Generalizable Low-Resource Activity Recognition with Diverse and Discriminative Representation Learning. (arXiv:2306.04641v1 [cs.CV])
Human activity recognition (HAR) is a time series classification task that
focuses on identifying the motion patterns from human sensor readings. Adequate
data is essential but a major bottleneck for training a generalizable HAR
model, which assists customization and optimization of online web applications.
However, it is costly in time and economy to collect large-scale labeled data
in reality, i.e., the low-resource challenge. Meanwhile, data collected from
different persons have distribution shifts due to different living habits, body
shapes, age groups, etc. The low-resource and distribution shift challenges are
detrimental to HAR when applying the trained model to new unseen subjects. In
this paper, we propose a novel approach called Diverse and Discriminative
representation Learning (DDLearn) for generalizable low-resource HAR. DDLearn
simultaneously considers diversity and discrimination learning. With the
constructed self-supervised learning task, DDLearn enlarges the data diversity
and explores the latent activity properties. Then, we propose a diversity
preservation module to preserve the diversity of learned features by enlarging
the distribution divergence between the original and augmented domains.

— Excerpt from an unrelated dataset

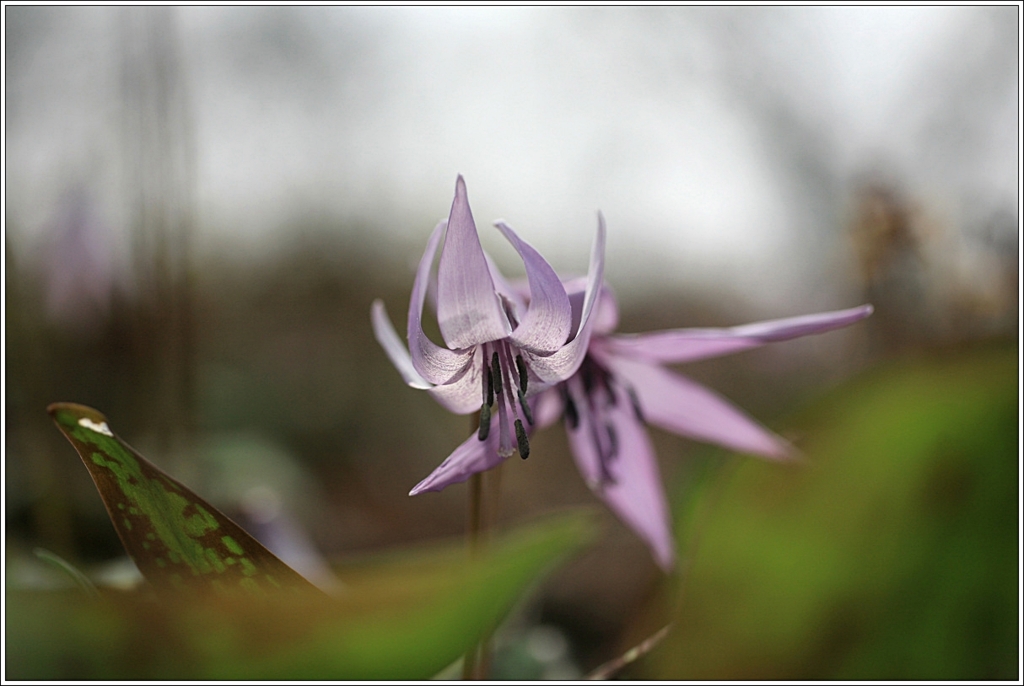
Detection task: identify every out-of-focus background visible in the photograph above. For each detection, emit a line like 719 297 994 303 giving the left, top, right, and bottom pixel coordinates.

Meanwhile, DDLearn also enhances semantic discrimination by learning
discriminative representations with supervised contrastive learning. Extensive
experiments on three public HAR datasets demonstrate that our method
significantly outperforms state-of-art methods by an average accuracy
improvement of 9.5% under the low-resource distribution shift scenarios, while
being a generic, explainable, and flexible framework.